Między ścianami w jednym z budynków w stolicy Meksyku znaleziono nowo narodzoną dziewczynkę. Na miejsce wezwano ratowników. Dzięki interwencji służb dziecko - całe i zdrowe - trafiło do szpitala.
Akcja ratunkowa rozegrała się we wtorek w dzielnicy Iztacalco. Miejscowe władze przekazały, że noworodek był między dwiema ścianami, na głębokości około trzech metrów.
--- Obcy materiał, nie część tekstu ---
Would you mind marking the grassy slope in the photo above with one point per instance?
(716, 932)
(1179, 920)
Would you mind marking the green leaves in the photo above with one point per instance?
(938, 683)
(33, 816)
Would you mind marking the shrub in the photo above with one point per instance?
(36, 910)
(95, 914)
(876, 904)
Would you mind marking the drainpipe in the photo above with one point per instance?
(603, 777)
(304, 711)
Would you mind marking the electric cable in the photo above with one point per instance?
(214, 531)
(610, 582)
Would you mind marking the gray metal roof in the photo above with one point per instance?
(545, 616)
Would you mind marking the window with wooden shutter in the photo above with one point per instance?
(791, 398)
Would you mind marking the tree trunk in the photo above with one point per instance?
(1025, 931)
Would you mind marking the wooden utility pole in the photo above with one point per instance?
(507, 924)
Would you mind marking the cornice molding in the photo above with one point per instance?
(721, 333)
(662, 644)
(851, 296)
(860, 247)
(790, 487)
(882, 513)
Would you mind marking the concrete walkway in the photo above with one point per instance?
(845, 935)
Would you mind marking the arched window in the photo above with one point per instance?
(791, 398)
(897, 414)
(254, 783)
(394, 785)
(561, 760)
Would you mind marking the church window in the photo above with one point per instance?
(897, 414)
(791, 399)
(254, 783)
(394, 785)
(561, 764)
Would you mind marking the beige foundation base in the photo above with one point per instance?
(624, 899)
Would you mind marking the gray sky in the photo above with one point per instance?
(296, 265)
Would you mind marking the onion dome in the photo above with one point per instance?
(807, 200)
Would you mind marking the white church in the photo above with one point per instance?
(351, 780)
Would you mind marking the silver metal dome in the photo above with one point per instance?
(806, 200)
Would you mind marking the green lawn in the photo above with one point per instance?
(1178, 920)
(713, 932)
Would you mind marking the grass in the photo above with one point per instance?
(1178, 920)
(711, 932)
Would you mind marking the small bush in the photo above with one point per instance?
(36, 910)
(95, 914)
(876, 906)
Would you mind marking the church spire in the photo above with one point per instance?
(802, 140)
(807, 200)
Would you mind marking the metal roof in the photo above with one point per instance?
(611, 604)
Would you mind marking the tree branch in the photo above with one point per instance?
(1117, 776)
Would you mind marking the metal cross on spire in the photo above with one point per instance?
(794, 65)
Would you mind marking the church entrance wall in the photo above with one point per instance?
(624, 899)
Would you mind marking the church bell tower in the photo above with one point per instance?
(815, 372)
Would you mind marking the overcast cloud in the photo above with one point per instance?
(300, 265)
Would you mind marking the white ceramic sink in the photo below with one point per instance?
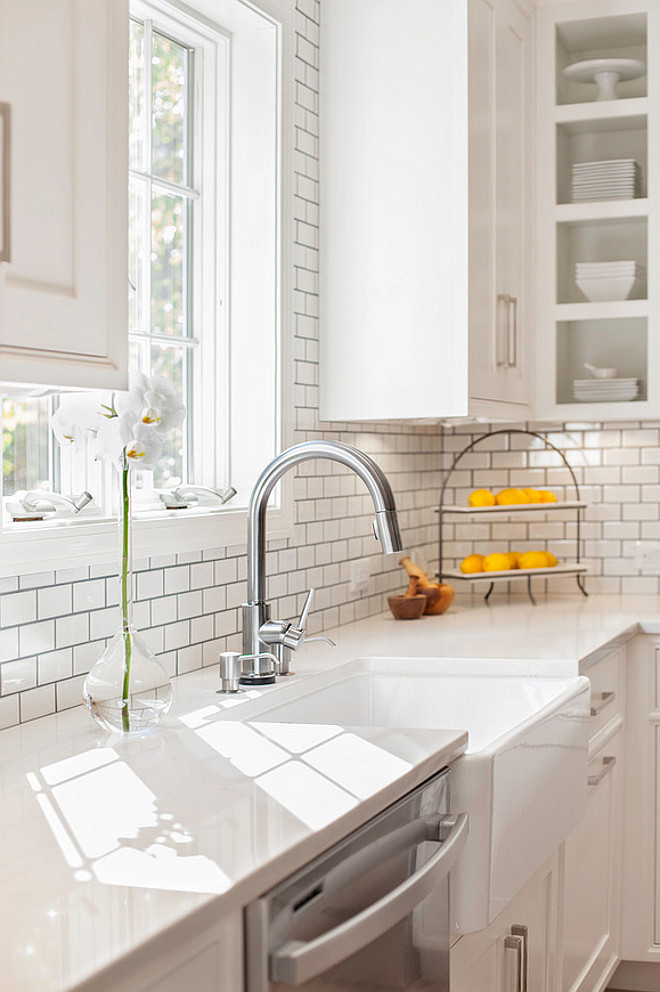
(523, 778)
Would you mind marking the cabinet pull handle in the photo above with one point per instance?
(502, 346)
(600, 702)
(608, 764)
(513, 951)
(507, 356)
(512, 338)
(5, 246)
(522, 930)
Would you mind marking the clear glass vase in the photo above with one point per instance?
(127, 690)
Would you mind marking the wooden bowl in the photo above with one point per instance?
(407, 607)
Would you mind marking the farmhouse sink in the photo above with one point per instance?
(523, 778)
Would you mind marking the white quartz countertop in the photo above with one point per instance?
(106, 842)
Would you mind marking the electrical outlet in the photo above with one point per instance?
(647, 556)
(360, 575)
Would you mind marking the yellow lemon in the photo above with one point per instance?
(481, 497)
(509, 497)
(497, 563)
(533, 559)
(473, 563)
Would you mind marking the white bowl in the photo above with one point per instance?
(598, 289)
(601, 372)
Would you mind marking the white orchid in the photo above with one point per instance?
(75, 420)
(130, 429)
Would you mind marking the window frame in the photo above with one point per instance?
(63, 543)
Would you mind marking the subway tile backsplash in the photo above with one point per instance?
(54, 625)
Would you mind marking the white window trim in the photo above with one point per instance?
(48, 545)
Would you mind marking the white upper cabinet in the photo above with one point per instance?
(500, 89)
(424, 209)
(63, 278)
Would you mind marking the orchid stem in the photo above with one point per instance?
(125, 597)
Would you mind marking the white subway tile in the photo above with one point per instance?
(37, 702)
(18, 608)
(150, 584)
(54, 666)
(75, 629)
(177, 635)
(54, 601)
(8, 644)
(89, 595)
(16, 676)
(36, 637)
(9, 712)
(190, 604)
(103, 623)
(69, 693)
(177, 579)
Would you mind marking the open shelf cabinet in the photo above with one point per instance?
(575, 128)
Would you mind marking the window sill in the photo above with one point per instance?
(57, 544)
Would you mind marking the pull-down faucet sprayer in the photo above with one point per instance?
(263, 637)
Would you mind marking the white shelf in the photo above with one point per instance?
(593, 210)
(515, 508)
(602, 310)
(567, 568)
(601, 111)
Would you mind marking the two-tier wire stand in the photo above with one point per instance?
(576, 568)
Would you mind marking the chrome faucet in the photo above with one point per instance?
(263, 637)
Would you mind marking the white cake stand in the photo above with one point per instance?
(606, 73)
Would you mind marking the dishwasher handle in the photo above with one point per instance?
(296, 961)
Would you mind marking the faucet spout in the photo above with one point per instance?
(386, 527)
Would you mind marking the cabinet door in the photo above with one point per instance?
(488, 961)
(188, 959)
(63, 292)
(592, 862)
(500, 169)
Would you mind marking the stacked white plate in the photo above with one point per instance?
(612, 179)
(599, 281)
(606, 390)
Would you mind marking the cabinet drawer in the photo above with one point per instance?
(606, 679)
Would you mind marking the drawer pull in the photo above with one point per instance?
(599, 703)
(522, 930)
(514, 951)
(608, 764)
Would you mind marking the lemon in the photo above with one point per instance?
(533, 559)
(481, 497)
(497, 562)
(509, 497)
(473, 563)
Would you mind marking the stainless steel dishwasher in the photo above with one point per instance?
(372, 913)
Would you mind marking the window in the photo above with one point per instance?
(178, 108)
(206, 257)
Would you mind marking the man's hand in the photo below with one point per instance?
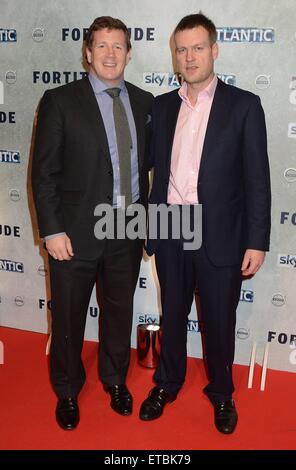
(60, 247)
(252, 261)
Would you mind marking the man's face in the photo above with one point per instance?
(195, 55)
(108, 55)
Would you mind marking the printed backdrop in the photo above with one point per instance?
(41, 48)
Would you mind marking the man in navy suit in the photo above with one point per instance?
(209, 147)
(77, 166)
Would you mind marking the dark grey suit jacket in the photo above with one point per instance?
(234, 182)
(72, 169)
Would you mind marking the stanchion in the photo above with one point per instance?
(148, 345)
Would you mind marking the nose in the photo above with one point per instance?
(110, 51)
(189, 56)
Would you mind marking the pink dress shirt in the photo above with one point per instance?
(188, 144)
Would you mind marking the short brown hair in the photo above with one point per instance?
(195, 20)
(108, 22)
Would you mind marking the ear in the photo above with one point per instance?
(215, 51)
(88, 55)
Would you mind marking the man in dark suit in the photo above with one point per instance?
(209, 147)
(78, 164)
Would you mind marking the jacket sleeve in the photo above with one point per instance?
(47, 166)
(256, 178)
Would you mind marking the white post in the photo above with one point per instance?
(252, 364)
(264, 367)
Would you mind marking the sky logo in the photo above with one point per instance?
(9, 156)
(150, 319)
(229, 79)
(246, 295)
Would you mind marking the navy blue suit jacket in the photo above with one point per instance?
(233, 183)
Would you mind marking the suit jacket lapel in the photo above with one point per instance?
(216, 124)
(172, 118)
(89, 105)
(139, 118)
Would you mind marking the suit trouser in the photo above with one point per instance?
(72, 282)
(180, 272)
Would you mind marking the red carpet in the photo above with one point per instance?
(267, 420)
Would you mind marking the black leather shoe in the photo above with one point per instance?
(121, 399)
(152, 407)
(67, 413)
(225, 416)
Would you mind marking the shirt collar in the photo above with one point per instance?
(99, 86)
(207, 93)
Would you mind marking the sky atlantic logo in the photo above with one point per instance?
(8, 35)
(246, 295)
(229, 79)
(56, 77)
(278, 300)
(286, 261)
(245, 34)
(175, 80)
(11, 266)
(162, 79)
(9, 156)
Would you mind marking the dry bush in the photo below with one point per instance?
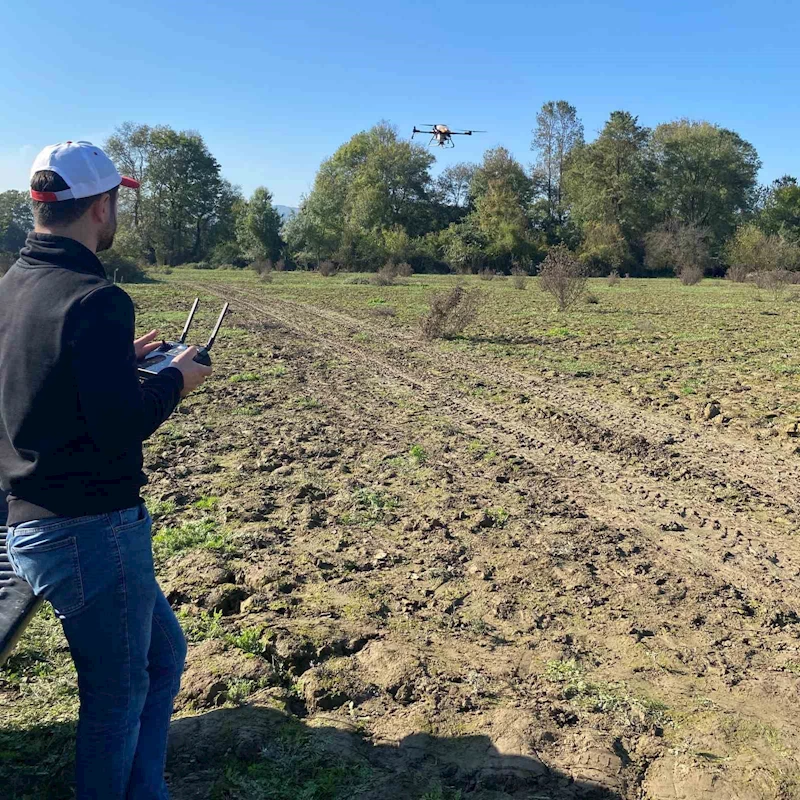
(383, 311)
(384, 276)
(563, 276)
(738, 273)
(691, 276)
(451, 312)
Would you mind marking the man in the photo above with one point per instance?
(73, 416)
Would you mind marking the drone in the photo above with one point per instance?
(442, 135)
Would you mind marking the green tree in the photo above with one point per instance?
(500, 168)
(171, 217)
(258, 227)
(781, 212)
(16, 220)
(557, 133)
(371, 184)
(609, 184)
(705, 176)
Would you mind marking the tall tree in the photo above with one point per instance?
(781, 212)
(705, 174)
(500, 167)
(454, 183)
(372, 183)
(558, 131)
(258, 227)
(609, 183)
(170, 218)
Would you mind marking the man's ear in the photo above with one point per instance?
(101, 209)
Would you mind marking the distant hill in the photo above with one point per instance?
(286, 212)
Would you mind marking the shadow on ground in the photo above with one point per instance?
(257, 753)
(253, 752)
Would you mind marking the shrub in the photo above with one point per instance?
(120, 269)
(450, 313)
(751, 250)
(263, 268)
(738, 273)
(383, 311)
(563, 276)
(327, 269)
(773, 280)
(384, 276)
(690, 276)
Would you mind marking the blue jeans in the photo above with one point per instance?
(127, 645)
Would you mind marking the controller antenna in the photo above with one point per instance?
(214, 333)
(188, 324)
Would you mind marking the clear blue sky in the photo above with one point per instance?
(275, 87)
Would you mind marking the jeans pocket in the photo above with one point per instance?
(130, 518)
(51, 567)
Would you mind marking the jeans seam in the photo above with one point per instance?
(77, 563)
(125, 623)
(178, 667)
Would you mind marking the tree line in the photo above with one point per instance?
(681, 196)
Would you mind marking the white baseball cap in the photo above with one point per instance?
(85, 168)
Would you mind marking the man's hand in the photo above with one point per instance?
(146, 344)
(194, 374)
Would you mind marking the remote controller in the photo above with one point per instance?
(166, 353)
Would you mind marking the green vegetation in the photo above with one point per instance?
(292, 768)
(636, 200)
(417, 455)
(197, 533)
(595, 696)
(245, 377)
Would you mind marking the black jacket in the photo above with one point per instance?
(72, 412)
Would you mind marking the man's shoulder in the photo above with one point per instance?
(106, 296)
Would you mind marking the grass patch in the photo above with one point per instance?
(417, 455)
(291, 768)
(39, 699)
(244, 377)
(199, 533)
(602, 697)
(160, 508)
(369, 506)
(202, 626)
(249, 640)
(209, 503)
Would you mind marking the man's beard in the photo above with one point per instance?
(106, 236)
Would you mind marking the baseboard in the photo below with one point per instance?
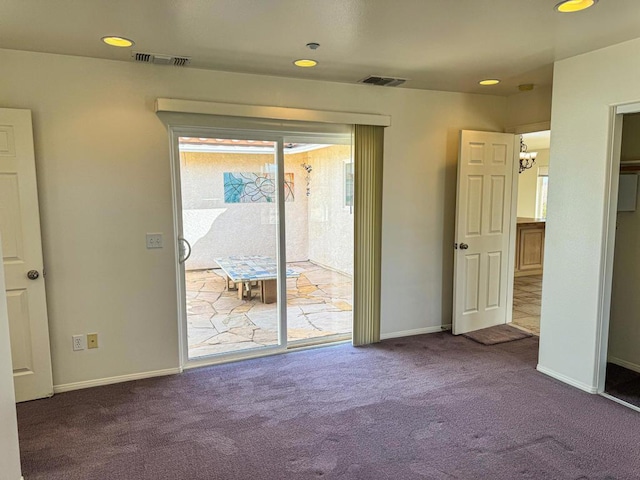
(415, 331)
(67, 387)
(623, 363)
(564, 379)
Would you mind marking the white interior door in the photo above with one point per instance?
(22, 258)
(483, 263)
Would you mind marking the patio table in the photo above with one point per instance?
(244, 270)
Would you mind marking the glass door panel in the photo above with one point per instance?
(319, 241)
(230, 225)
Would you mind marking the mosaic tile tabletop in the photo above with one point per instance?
(251, 267)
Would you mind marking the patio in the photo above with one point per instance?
(319, 304)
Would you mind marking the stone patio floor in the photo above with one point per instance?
(319, 304)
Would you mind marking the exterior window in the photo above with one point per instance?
(348, 184)
(541, 192)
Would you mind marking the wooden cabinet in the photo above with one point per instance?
(529, 247)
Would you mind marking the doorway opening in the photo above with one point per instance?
(266, 230)
(622, 380)
(533, 185)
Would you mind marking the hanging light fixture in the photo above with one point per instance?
(527, 159)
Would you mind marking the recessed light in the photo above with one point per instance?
(305, 63)
(118, 41)
(570, 6)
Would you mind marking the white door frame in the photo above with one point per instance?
(616, 113)
(244, 134)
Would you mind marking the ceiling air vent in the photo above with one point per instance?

Ratownicy, którzy przybyli na miejsce, początkowo słyszeli dziecko, ale nie mogli się do niego dostać. Konieczne było wyburzenie części ściany.
Ostatecznie akcja przebiegła pomyślnie i dziewczynkę udało się bezpiecznie wyciągnąć. Ratownicy owinęli ją w koc termiczny i przewieźli do szpitala pediatrycznego. Wstępne badania lekarskie wykazały, że tętno niemowlęcia spadło poniżej 60 uderzeń na minutę, ale ogólny stan jego zdrowia jest dobry. To, w jaki sposób znalazło się między ścianami budynku, pozostaje na razie zagadką.
Trwa dochodzenie w sprawie. Śledczy podejrzewają, że dziecko zostało porzucone przez matkę zaraz po porodzie, gdyż wciąż miało pępowinę.